As the Court of Appeals in Guggenheimer v Ginzburg, 43 NY2d 268, 275 observed "the sole criterion is whether the pleading states a cause of action, and if from its four corners factual allegations are discerned which taken together manifest any cause of action cognizable at law a motion for dismissal will fail (see Foley v D'Agostino, 21 AD2d 60, 64-65; Siegel, Practice Commentaries, McKinney's Cons Laws of NY, Book 7B, CPLR 3211:24, p 31; 4 Weinstein-Korn-Miller, NY Civ Prac, par 3211.36)."

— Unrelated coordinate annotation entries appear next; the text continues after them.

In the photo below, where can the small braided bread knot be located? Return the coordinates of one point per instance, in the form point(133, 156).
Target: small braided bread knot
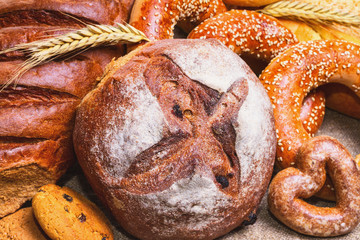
point(291, 185)
point(249, 33)
point(157, 19)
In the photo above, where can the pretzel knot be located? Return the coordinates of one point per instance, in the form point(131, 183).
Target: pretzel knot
point(292, 184)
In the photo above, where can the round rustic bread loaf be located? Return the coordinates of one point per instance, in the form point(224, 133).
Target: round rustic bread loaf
point(178, 140)
point(37, 115)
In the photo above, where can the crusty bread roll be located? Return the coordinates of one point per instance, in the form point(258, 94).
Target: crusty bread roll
point(37, 116)
point(177, 140)
point(338, 97)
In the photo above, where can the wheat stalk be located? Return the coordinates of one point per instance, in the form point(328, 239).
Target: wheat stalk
point(43, 51)
point(311, 13)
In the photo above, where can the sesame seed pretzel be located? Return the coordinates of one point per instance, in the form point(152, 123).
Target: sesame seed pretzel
point(157, 19)
point(249, 3)
point(292, 75)
point(254, 34)
point(290, 185)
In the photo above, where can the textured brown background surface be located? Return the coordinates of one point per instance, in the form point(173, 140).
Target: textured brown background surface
point(346, 130)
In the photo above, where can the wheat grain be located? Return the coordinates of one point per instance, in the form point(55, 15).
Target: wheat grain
point(43, 51)
point(311, 13)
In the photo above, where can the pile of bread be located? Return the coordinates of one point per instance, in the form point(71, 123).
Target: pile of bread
point(178, 137)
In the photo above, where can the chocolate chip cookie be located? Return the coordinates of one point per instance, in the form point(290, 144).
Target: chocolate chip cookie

At first blush the claim and/or amended claim might appear to satisfy the liberal standard applied to a 3211 (a) (7) motion. However, in reviewing the contents of the claim to determine whether a cause of action was stated it was also appropriate to examine the claimant's allegations of negligence to determine whether the jurisdictional requirements of the Court of Claims Act § 11 (b) have been met. The Appellate Courts of this State have determined that the pleading requirements of section 11 of the Court of Claims Act are jurisdictional in nature and must be strictly construed (see Finnerty v New York State Thruway Auth., 75 NY2d 721; Lepkowski v State of New York, 302 AD2d 765). Moreover, it is settled that the Court may address the issue of the Court's subject matter jurisdiction sua sponte (Fry, Matter of v Vil. of Tarrytown, 89 NY2d 714; Finnerty v New York State Thruway Auth., supra; Hernandez v State of New York, 144 AD2d 167; Grande v State of New York, 160 Misc 2d 383).

Section 11 (b) of the Court of Claims Act in relevant part provides: "The claim shall state the time when and place where such claim arose, the nature of same, and the items of damage or injuries claimed to have been sustained and the total sum claimed." The specificity required of a claim pursuant to section 11 (b) was recently addressed by the Appellate Division, Second Department in Wharton v City Univ. of New York, 287 AD2d 559, 560 where the Court held:
Pursuant to Court of Claims Act § 11 (b), a claim must set forth the nature of the claim and the time and place where it arose. Court of Claims Act § 11 (b) does not require 'absolute exactness'; it requires a statement made with 'sufficient definiteness to enable the State to be able to investigate the claim promptly and to ascertain its liability under the circumstances. The statement must be specific enough so as not to mislead, deceive or prejudice the rights of the State. In short, substantial compliance with section 11 is what is required' (Grumet v State of New York, 256 AD2d 441, 442 [internal quotation marks omitted]; Heisler v State of New York, 78 AD2d 767; see, Cobin v State of New York, 234 AD2d 498). However, 'conclusory or general allegations of negligence that fail to [state] the manner in which the claimant was injured and how the State was negligent do not meet its requirements' (Grumet v State of New York, supra, at 442; Heisler v State of New York, supra, at 767-768).

Even viewed liberally it is immediately apparent that the instant claim fails to state any viable cause of action against the State of New York since it fails to allege how the named claimant was injured or in what manner the acts or omissions of State officers, employees or agents caused or contributed to her injuries. The claim's lack of specificity creates a jurisdictional defect which was not susceptible to cure by the filing of an amended claim (see, Manshul Constr. Corp. v State Ins. Fund, 118 AD2d 983).

Accordingly, the defendant's motion must be granted and the claim(s) dismissed for the reasons set forth above.

August 15, 2003
Saratoga Springs, New York

Judge of the Court of Claims

The Court considered the following papers:
  1. Notice of motion dated March 26, 2003;
  2. Affirmation of Paul F. Cagino dated March 26, 2003;
  3. Affirmation of Edward A. Frey undated with exhibits.

[1]The claim also seeks damages for loss of consortium in the amount of $250,000.00 apparently in the name of co-claimant Richard Quigley though such claim is not separately stated as such in the claim. References to claimant in the singular are deemed to refer to Margaret Ripley Quigley.
[2]The April 25, 2003 acceptance for filing of the amended claim by the Chief Clerk without payment of the filing fee required for filing a claim by Court of Claims Act § 11-a and in advance of the filing of a claim which it sought to amend was in error.